Shape-invariant encoding of dynamic primate facial expressions in human perception

Year:
2021
Type of Publication:
Article
Authors:
Taubert, Nick
Stettler, Michael
Siebert, R.
Spadacenta, S.
Sting, L.
Dicke, P.
Thier, P.
Giese, Martin A.
Journal:
eLife
Month:
June
BibTex:
Abstract:

Dynamic facial expressions are crucial for communication in primates. Due to the difficulty to control shape and dynamics of facial expressions across species, it is unknown how species-specific facial expressions are perceptually encoded and interact with the representation of facial shape.
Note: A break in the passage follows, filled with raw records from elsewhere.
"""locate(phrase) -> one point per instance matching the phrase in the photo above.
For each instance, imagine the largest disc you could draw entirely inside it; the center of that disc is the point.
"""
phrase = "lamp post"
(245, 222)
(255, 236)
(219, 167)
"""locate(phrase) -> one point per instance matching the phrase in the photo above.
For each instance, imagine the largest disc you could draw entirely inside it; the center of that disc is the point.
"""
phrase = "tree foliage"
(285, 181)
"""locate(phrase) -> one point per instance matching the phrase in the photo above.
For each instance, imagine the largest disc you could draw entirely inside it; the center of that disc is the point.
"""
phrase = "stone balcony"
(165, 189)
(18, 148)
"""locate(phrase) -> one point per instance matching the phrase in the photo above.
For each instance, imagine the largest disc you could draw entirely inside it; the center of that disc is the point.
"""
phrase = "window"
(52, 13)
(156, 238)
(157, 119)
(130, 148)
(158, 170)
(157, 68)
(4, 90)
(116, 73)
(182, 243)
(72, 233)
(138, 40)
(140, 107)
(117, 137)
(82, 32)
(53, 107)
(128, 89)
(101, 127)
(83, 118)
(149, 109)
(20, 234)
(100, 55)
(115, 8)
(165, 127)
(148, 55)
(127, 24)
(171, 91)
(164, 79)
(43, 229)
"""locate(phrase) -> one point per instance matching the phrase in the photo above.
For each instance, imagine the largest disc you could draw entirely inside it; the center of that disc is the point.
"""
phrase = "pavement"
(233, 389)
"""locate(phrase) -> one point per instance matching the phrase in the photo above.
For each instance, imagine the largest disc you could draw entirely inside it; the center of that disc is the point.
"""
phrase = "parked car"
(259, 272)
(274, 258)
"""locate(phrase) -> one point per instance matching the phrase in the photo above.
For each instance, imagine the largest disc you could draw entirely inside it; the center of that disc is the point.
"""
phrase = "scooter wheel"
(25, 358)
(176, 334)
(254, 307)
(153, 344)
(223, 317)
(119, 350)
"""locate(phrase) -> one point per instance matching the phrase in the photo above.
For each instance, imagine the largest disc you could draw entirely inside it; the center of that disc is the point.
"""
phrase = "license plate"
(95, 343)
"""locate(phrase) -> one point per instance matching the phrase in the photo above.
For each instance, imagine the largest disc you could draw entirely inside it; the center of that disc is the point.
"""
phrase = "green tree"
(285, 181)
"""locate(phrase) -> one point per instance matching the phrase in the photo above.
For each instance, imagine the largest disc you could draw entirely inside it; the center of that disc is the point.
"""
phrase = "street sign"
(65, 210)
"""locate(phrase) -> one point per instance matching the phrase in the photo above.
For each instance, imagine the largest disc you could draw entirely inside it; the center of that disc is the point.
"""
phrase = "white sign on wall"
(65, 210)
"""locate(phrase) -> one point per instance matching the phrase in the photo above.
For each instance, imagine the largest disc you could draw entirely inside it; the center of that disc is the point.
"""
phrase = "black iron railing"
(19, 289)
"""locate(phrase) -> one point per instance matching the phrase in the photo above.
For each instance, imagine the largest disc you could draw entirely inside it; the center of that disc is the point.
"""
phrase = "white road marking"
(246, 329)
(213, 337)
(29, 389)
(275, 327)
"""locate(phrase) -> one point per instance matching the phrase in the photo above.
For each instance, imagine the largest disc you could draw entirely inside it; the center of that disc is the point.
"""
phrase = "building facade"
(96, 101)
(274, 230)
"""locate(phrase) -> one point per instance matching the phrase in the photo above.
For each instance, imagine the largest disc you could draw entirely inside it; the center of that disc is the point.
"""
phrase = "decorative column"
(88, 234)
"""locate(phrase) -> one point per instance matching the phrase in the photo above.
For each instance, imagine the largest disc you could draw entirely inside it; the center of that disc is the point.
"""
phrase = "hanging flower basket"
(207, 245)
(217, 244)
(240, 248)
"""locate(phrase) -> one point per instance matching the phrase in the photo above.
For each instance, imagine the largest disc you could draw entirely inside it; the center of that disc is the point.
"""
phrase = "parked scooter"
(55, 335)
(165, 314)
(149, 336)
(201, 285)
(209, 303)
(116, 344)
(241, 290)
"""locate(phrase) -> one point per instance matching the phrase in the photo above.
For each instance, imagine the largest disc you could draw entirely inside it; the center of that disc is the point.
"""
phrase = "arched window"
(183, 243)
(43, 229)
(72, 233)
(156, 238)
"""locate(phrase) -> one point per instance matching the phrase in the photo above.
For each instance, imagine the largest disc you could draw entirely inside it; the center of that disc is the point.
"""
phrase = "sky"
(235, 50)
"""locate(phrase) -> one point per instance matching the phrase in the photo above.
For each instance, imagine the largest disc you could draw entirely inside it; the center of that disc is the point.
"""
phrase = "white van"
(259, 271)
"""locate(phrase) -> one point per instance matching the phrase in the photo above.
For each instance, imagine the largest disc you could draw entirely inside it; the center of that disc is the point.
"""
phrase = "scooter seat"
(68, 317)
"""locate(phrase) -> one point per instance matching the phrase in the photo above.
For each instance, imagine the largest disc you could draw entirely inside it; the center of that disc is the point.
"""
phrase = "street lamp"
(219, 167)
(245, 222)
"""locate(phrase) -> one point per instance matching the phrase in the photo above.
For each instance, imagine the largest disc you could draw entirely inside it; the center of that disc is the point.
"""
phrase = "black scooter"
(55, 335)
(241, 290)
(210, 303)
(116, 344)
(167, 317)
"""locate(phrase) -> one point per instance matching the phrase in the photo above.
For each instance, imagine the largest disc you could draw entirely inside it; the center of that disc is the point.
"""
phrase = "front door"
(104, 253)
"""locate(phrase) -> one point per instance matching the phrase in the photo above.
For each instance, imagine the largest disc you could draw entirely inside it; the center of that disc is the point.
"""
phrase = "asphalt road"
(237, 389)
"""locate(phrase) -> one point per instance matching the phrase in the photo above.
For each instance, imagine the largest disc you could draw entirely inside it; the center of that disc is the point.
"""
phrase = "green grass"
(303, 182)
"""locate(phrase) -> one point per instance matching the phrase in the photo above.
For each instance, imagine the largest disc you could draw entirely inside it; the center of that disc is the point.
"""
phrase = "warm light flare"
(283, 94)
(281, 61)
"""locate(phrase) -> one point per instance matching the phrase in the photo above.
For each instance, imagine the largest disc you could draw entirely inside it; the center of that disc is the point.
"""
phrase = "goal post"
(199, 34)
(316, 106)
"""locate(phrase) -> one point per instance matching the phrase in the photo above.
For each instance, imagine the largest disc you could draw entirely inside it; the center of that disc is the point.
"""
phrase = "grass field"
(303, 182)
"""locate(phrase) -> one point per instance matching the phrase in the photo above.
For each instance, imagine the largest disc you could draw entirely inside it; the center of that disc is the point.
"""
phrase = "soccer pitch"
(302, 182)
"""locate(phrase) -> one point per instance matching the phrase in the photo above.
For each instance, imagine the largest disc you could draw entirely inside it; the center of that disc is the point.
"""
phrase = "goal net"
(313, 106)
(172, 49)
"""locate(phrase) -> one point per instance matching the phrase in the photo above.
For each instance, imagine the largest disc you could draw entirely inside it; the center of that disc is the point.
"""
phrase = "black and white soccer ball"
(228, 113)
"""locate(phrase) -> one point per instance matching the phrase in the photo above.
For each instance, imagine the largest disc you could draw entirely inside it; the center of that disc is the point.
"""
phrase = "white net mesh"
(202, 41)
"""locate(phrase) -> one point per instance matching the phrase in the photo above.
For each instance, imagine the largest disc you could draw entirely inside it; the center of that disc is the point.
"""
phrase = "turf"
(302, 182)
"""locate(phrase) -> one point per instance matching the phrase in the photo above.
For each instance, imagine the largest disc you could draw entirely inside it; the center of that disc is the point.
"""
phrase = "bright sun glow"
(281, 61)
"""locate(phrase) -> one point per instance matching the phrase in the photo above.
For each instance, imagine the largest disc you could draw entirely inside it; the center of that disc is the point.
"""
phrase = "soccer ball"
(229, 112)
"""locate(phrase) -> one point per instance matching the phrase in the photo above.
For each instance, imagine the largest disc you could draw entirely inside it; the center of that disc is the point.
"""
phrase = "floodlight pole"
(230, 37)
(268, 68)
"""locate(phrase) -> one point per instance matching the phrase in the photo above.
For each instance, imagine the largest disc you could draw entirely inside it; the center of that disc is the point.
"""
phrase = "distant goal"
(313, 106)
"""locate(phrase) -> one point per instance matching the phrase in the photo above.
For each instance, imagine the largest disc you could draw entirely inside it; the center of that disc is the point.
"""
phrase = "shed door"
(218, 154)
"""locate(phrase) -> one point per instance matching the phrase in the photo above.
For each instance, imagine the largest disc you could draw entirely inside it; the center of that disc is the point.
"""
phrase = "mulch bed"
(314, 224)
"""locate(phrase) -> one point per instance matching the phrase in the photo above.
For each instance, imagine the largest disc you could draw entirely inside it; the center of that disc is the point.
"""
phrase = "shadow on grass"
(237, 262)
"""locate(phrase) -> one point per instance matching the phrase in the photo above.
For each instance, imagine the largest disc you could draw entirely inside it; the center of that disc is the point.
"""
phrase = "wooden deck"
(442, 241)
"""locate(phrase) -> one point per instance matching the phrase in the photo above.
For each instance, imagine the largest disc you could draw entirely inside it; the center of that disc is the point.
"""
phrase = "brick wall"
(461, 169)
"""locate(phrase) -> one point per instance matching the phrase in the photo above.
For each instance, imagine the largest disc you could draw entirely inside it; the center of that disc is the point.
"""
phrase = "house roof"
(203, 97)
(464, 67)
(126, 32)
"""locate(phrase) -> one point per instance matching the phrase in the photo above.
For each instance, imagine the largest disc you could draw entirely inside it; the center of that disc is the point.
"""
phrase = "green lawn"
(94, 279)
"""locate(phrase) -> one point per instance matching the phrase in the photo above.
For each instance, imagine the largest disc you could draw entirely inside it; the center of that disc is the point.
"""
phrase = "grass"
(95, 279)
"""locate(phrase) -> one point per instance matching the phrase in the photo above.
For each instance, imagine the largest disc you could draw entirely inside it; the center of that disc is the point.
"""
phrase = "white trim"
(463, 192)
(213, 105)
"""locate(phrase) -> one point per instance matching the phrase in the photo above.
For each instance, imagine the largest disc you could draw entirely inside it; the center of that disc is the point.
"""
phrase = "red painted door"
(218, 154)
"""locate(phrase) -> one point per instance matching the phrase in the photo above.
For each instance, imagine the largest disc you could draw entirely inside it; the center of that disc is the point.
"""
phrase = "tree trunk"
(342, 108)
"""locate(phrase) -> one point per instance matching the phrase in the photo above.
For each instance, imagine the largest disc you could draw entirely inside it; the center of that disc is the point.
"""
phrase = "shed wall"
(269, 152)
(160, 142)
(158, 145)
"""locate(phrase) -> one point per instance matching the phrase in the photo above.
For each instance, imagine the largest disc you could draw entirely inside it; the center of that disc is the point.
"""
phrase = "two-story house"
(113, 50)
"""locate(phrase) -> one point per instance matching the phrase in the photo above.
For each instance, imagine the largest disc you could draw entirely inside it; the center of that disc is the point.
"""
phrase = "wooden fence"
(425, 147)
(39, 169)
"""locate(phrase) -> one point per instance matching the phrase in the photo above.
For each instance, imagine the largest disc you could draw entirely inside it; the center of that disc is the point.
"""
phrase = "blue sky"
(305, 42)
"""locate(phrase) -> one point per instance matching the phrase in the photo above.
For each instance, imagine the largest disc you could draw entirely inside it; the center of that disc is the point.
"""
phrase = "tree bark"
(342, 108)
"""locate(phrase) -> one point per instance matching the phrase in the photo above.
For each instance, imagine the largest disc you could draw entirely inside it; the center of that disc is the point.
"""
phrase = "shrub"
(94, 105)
While popular neural network models predict a joint encoding of facial shape and dynamics, the neuromuscular control of faces evolved more slowly than facial shape, suggesting a separate encoding. To investigate these alternative hypotheses, we developed photo-realistic human and monkey heads that were animated with motion capture data from monkeys and humans. Exact control of expression dynamics was accomplished by a Bayesian machine-learning technique. Consistent with our hypothesis, we found that human observers learned cross-species expressions very quickly, where face dynamics was represented largely independently of facial shape. This result supports the co-evolution of the visual processing and motor control of facial expressions, while it challenges appearance-based neural network theories of dynamic expression recognition.